First, using a branched microchannel, we demonstrated the stepwise deposition and formation of multilayer Ca-alginate hydrogel structures within the agarose microchannel. After the first NaA solution was introduced into the agarose microchannel for 3 min at a flow rate of 20 µL/min, an approximately 150-μm-thick Ca-alginate hydrogel layer was formed on the microchannel surface. After we introduced the second NaA solution, double-layered Ca-alginate hydrogels were formed. When a particle suspension was introduced continuously, the particles were observed to flow through the hydrogel, which indicated that a hollow capillary structure was formed in a manner that depended on the microchannel geometry. Furthermore, we could control the thickness of the deposited Ca-alginate layer by changing the introduction period and the flow rate of the NaA solution.

Next, we used the NaA solutions containing suspended cells of distinct types and successfully constructed capillary-like tissues featuring double-layered hollow structures, through which we could observe the flow of fluorescent particles.

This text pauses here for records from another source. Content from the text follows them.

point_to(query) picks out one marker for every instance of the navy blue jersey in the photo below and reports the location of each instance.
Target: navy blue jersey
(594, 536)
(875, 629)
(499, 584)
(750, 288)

Figure 8.5c shows an example of a capillary tissue that was formed and contained 2 types of cells. Using perfusion cultures resulted in improved viability and function of the embedded cells, as compared with the use of the static cultures. Moreover, the formed tissues could be readily recovered from the hydrogel microchannels by detaching the 2 bonded agarose hydrogel plates, and the tissues were adequately strong to allow them to be handled using tweezers. These results demonstrated that the method presented here enables the assembly of cells into 3D structures and the fabrication of multiple vascular-tissue models.

In summary, we have developed a new process that allows vascular-tissue models to be prepared easily and accurately. By changing the microchannel geometry, the flow rate, and the introduction period of the NaA solution, vascular-tissue models featuring diverse configurations can potentially be prepared. We expect this method to become a highly effective approach for use in vascular tissue engineering.

6 Conclusions and Perspectives

In this paper, we have briefly reviewed our recent progress in producing (1) cell-encapsulating hydrogel materials by using microfluidic devices and (2) capillary-like tissue models by using microfluidic devices made of hydrogels. These materials reproduced the in vivo microenvironment and provided a 3D cell-cultivation platform that enhanced cellular functions and vitality. Furthermore, the materials and tissues presented herein can potentially be used as unit structures for constructing larger tissue models through a bottom-up approach. We expect that by combining the use of the presented hydrogel materials with robotics and automation technologies, versatile strategies can be implemented that facilitate the construction of functional tissues, which will be valuable for use in regenerative medicine, cell-based assay systems designed for drug development, and physiological investigations on cells.